How have healthcare community staff responded thus far?
“The early feedback has been largely positive. A lot of the immediate reaction has been that the robot is visually compelling and approachable,” Crabb replied. “We have also heard people ask when they will get to be transported by it, which obviously reflects curiosity and trust, and we have heard that the concept makes intuitive sense in a hospital setting. At this stage, we view that as encouraging early signal, while recognizing that the real value will come from what we learn operationally over the course of the pilot.”

The Rovex pilot at Morton Plant Hospital is evaluating hospital workflows and transport patterns. Supply: Rovex
Each Rovex and BayCare count on to be taught extra
Rovex has not wanted to adapt its techniques for BayCare, however the companions are already studying from the pilot, mentioned Crabb.
“We did not customize the underlying hardware or software specifically for BayCare’s environment ahead of the pilot,” he mentioned. “Our approach is to build a system that can generalize across various hospital settings, while still learning the specifics of each site through mapping, workflow analysis, and phased deployment. We have already completed initial mapping work as part of the pilot kickoff, and that is a key part of how we understand routes, transport patterns, and operational opportunities within the hospital.”
By means of this pilot, BayCare mentioned it may consider how rising applied sciences like robotics can complement current workflows, help secure operations, and enhance resilience.

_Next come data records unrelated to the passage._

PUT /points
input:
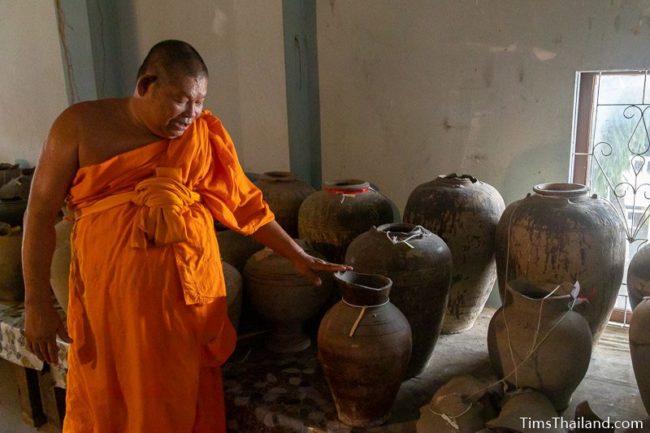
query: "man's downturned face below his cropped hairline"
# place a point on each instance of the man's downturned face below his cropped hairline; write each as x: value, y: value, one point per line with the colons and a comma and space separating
x: 173, y: 103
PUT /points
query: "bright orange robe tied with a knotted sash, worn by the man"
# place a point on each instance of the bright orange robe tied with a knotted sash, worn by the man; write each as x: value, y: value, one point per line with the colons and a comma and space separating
x: 147, y: 308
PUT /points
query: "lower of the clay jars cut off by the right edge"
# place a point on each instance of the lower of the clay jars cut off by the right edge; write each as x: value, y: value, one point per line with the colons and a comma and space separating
x: 640, y: 349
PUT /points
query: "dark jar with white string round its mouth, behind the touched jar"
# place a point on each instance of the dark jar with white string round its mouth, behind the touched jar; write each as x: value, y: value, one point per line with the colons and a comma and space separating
x: 419, y: 264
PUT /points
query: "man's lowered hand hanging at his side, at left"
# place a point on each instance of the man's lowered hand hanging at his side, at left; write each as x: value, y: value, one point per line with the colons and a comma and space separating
x: 42, y: 325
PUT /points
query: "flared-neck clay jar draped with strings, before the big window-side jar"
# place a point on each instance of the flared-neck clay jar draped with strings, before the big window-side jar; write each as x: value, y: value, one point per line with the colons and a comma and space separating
x: 549, y: 343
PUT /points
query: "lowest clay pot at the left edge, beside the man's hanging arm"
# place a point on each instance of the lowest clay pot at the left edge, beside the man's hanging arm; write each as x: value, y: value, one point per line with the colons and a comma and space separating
x: 11, y: 278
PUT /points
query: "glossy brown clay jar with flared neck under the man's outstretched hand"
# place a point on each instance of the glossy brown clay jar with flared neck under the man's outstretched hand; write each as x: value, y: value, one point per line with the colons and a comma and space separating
x: 364, y: 344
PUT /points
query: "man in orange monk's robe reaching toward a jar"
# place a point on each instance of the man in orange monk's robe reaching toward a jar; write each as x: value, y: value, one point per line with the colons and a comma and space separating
x: 144, y: 176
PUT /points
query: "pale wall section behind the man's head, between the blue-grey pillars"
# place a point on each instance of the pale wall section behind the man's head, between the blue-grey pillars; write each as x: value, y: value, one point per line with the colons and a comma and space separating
x: 242, y: 44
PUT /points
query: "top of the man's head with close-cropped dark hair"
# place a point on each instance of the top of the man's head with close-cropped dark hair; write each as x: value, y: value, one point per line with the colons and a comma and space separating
x: 173, y: 58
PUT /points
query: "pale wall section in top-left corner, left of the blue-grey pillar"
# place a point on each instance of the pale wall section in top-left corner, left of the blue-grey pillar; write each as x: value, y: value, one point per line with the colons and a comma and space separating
x: 32, y: 84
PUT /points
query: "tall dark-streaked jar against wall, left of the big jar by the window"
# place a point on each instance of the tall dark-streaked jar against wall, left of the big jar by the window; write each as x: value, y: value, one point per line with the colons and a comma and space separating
x: 464, y: 212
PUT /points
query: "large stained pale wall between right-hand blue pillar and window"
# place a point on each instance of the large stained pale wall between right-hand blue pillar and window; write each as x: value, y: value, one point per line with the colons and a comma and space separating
x: 410, y: 90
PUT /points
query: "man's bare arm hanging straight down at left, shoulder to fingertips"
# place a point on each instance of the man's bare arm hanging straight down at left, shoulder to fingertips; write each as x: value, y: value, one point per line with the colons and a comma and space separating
x: 55, y: 170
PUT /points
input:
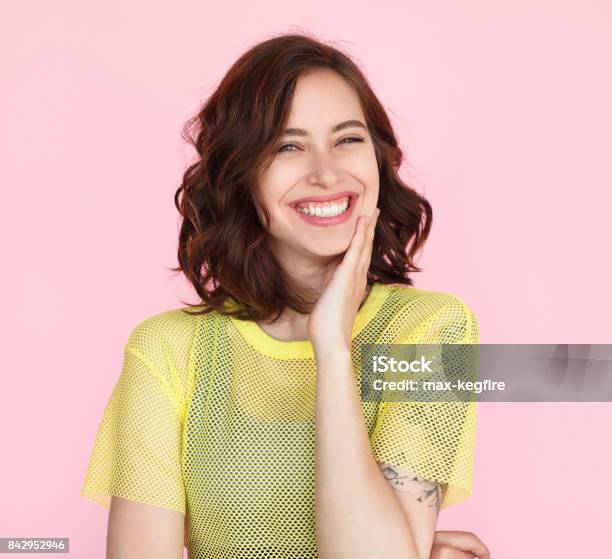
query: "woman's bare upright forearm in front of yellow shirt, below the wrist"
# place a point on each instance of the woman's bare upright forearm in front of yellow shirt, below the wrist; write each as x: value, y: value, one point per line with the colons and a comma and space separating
x: 357, y: 514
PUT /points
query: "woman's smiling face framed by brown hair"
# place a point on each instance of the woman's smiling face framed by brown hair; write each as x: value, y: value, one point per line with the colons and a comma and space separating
x: 319, y: 167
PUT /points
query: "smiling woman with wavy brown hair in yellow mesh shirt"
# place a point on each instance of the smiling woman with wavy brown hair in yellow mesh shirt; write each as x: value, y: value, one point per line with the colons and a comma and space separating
x: 241, y: 414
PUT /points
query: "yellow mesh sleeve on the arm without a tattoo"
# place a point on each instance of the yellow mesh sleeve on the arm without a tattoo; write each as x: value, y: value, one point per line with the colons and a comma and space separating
x: 137, y: 450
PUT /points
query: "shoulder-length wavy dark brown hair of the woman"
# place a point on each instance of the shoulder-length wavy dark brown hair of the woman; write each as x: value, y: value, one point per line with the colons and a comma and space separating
x: 224, y: 249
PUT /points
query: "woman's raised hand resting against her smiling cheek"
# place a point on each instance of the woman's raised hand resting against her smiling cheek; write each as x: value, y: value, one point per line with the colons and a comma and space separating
x: 332, y: 319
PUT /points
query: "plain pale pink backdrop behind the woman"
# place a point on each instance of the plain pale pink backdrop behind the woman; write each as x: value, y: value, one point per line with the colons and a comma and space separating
x: 503, y: 109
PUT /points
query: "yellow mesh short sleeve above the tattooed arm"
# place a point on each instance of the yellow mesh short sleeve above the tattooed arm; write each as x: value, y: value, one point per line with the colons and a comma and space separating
x: 434, y: 440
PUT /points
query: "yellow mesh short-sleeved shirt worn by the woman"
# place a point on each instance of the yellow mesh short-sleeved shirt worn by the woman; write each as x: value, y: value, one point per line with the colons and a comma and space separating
x: 213, y: 417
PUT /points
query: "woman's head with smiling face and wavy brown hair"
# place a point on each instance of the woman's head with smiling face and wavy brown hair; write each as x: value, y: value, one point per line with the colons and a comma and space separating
x: 294, y: 120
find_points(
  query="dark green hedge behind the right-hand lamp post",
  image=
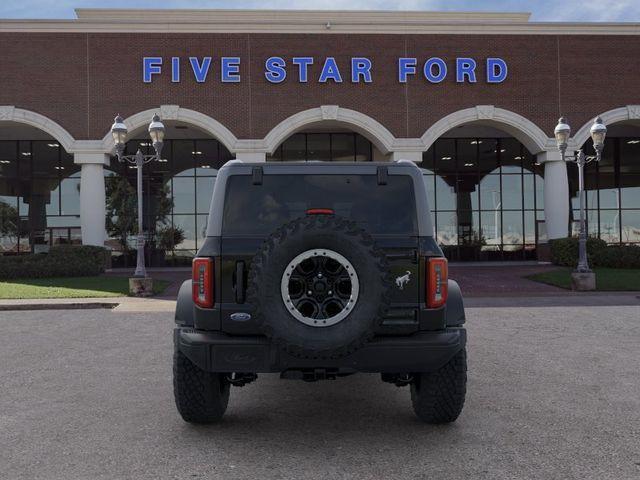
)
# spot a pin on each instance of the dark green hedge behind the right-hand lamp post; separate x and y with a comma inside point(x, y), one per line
point(565, 252)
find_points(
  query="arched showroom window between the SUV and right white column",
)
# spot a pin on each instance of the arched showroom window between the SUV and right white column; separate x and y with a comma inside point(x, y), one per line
point(486, 197)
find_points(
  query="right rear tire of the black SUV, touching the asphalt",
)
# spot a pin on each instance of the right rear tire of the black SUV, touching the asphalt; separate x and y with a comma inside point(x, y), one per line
point(438, 397)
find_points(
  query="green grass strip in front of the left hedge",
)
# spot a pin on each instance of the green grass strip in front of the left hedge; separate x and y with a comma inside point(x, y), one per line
point(71, 287)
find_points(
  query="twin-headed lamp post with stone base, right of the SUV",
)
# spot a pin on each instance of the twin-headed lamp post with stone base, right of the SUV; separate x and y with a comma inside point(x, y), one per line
point(583, 277)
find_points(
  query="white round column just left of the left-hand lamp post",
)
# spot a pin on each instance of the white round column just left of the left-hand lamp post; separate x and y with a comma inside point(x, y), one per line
point(92, 196)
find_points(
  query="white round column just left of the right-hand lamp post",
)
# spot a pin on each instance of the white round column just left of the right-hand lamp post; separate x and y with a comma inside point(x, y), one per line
point(556, 194)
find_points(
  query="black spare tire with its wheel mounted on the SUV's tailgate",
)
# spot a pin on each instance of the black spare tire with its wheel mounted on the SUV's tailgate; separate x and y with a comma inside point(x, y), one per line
point(319, 286)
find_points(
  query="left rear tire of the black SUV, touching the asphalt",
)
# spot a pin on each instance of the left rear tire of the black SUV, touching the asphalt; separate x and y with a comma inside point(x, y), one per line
point(201, 397)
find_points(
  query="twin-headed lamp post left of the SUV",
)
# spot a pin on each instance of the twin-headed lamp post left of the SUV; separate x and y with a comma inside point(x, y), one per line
point(119, 133)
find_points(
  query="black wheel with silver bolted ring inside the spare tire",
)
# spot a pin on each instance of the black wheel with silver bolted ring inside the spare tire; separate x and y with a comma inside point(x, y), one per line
point(320, 287)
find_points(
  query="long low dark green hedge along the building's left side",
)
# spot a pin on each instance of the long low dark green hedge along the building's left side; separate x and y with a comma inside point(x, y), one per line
point(61, 261)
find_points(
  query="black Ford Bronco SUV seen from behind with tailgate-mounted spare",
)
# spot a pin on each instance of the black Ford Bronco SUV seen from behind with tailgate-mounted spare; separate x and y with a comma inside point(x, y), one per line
point(315, 271)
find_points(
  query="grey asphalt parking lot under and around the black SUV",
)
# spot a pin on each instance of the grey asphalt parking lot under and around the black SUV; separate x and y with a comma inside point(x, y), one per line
point(554, 392)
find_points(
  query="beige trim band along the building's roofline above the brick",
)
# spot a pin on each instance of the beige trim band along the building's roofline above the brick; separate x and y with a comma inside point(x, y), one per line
point(297, 21)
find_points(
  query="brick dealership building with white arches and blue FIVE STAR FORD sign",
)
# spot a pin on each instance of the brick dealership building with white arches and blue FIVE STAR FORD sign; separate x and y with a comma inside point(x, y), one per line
point(472, 98)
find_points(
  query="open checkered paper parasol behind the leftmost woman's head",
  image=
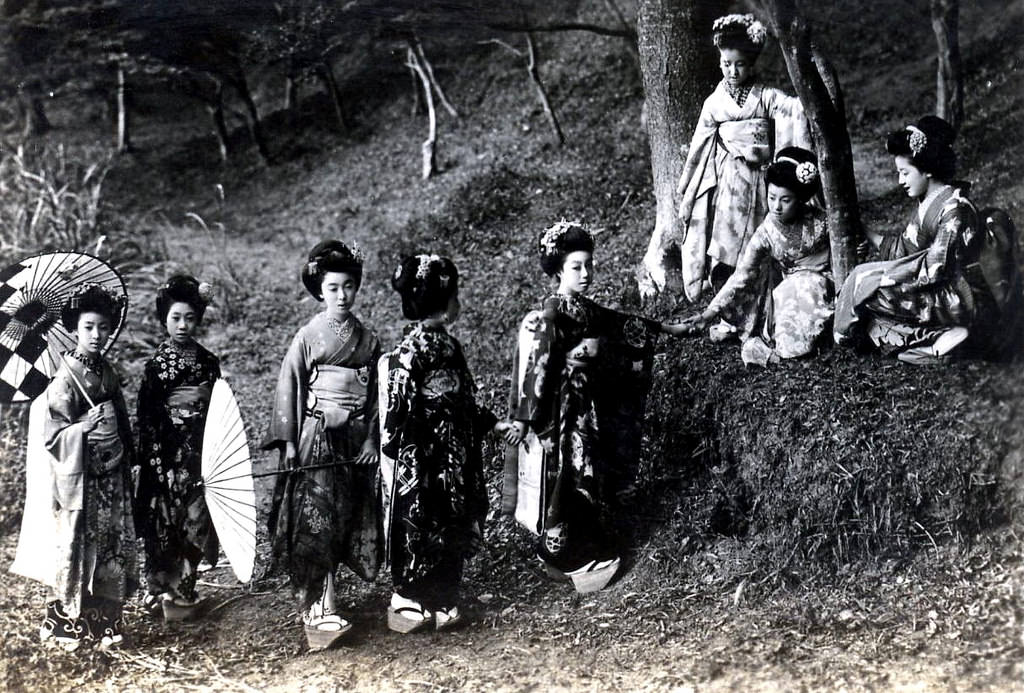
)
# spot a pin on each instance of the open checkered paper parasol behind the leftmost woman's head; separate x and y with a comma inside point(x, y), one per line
point(32, 339)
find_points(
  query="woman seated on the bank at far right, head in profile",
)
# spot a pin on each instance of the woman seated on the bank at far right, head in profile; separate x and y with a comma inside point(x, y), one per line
point(926, 294)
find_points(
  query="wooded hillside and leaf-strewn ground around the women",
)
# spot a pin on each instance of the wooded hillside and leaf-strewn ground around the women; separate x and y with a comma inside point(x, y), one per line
point(843, 522)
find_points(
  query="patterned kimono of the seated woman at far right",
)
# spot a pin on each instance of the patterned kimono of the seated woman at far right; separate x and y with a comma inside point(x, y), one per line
point(928, 281)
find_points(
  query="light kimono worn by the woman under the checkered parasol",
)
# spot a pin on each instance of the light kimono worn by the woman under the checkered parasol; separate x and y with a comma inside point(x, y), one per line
point(91, 494)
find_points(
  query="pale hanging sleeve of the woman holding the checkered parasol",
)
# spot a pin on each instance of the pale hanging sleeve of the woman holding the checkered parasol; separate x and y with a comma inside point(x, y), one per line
point(66, 442)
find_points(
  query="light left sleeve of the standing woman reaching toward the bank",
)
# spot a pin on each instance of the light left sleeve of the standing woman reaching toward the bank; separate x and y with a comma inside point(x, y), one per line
point(533, 378)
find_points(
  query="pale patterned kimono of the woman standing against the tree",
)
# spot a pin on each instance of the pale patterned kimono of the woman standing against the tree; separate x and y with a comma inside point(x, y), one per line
point(722, 189)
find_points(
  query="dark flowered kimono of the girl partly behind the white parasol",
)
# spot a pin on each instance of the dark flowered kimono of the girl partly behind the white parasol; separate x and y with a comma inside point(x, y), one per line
point(172, 512)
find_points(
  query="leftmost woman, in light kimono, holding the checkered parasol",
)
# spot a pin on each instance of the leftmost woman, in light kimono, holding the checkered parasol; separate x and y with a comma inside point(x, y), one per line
point(87, 432)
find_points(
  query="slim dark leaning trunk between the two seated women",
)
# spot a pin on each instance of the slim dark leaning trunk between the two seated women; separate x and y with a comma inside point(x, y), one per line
point(820, 92)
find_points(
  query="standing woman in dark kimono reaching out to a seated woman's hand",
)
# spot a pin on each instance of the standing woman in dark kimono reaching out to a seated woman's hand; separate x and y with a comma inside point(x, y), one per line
point(580, 381)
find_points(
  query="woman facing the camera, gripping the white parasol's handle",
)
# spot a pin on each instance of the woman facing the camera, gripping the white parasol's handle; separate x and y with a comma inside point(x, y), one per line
point(326, 509)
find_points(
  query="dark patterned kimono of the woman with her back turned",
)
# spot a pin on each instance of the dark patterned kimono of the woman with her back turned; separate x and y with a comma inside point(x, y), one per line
point(432, 431)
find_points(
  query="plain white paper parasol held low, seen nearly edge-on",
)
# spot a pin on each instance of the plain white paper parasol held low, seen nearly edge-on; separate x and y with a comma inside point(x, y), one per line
point(228, 481)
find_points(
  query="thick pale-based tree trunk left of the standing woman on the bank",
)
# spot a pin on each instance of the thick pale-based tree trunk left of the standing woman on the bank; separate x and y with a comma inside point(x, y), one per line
point(679, 68)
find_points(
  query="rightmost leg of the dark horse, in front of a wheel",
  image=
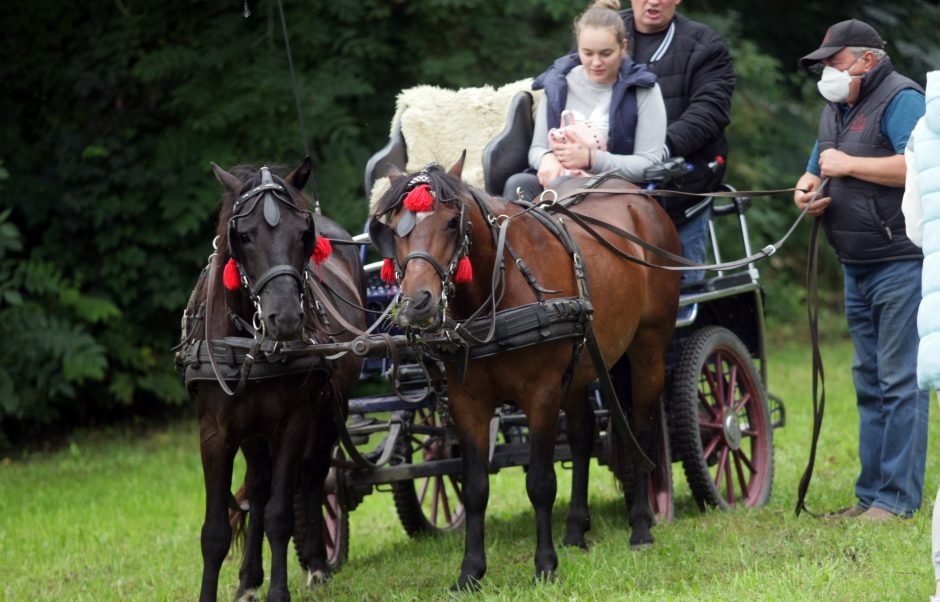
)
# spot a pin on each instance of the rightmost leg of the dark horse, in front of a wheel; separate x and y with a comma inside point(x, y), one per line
point(316, 466)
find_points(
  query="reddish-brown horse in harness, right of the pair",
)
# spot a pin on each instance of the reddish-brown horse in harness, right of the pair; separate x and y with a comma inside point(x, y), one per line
point(430, 238)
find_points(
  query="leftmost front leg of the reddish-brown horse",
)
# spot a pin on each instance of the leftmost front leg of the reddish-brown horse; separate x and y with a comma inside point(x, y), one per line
point(472, 421)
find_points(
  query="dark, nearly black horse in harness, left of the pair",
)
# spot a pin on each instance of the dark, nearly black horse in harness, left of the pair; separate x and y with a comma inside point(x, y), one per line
point(262, 295)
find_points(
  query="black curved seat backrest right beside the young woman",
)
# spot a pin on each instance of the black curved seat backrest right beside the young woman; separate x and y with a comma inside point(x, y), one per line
point(508, 152)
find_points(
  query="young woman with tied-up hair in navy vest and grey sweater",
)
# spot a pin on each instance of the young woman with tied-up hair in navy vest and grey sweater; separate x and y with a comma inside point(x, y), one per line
point(604, 90)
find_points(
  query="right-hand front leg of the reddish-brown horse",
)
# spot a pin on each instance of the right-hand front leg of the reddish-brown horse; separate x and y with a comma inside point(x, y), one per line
point(541, 484)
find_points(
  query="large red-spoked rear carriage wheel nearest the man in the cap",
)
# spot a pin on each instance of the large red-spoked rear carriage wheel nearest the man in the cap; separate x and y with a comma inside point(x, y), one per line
point(720, 421)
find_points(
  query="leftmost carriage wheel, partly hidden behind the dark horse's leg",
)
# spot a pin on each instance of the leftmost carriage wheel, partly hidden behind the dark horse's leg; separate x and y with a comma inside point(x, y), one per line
point(335, 520)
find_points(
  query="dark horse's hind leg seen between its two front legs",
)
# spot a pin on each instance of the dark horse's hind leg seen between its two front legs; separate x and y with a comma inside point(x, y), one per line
point(258, 484)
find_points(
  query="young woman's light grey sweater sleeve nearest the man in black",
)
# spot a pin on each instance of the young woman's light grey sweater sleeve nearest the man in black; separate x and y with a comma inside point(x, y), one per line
point(648, 142)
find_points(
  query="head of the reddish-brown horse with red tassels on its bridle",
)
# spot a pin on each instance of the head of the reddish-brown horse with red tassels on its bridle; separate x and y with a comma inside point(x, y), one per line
point(421, 226)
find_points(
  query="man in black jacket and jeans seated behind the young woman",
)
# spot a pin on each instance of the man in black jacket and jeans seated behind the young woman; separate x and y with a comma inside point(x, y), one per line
point(695, 74)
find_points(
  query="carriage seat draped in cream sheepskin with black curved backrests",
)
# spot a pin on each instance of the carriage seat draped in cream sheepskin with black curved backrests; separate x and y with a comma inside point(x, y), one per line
point(432, 124)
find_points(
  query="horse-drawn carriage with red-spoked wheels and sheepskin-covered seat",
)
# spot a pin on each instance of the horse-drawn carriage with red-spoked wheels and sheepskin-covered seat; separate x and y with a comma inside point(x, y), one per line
point(717, 418)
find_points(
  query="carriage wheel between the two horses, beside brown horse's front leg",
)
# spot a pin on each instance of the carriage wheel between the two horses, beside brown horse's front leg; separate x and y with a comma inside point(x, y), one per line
point(429, 505)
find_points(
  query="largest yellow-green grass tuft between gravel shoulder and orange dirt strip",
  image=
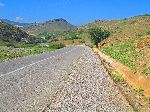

“What’s most compelling about this pilot is the chance to closely evaluate and learn,” mentioned Dr. Chris Bucciarelli, BayCare’s vp of ambulatory companies and chief medical officer.
“By carefully studying how robotics may support patient transport in a real hospital environment, we can generate insights that extend well beyond one facility,” he said. “Those learnings have the potential to inform how health systems everywhere think about designing care environments that better support both patients and the people who care for them.”

The Rovex robotic isn’t transporting sufferers in the course of the pilot at BayCare’s facility. Supply: Rovex
The publish Rovex and BayCare associate to discover in-hospital transport robots appeared first on The Robotic Report.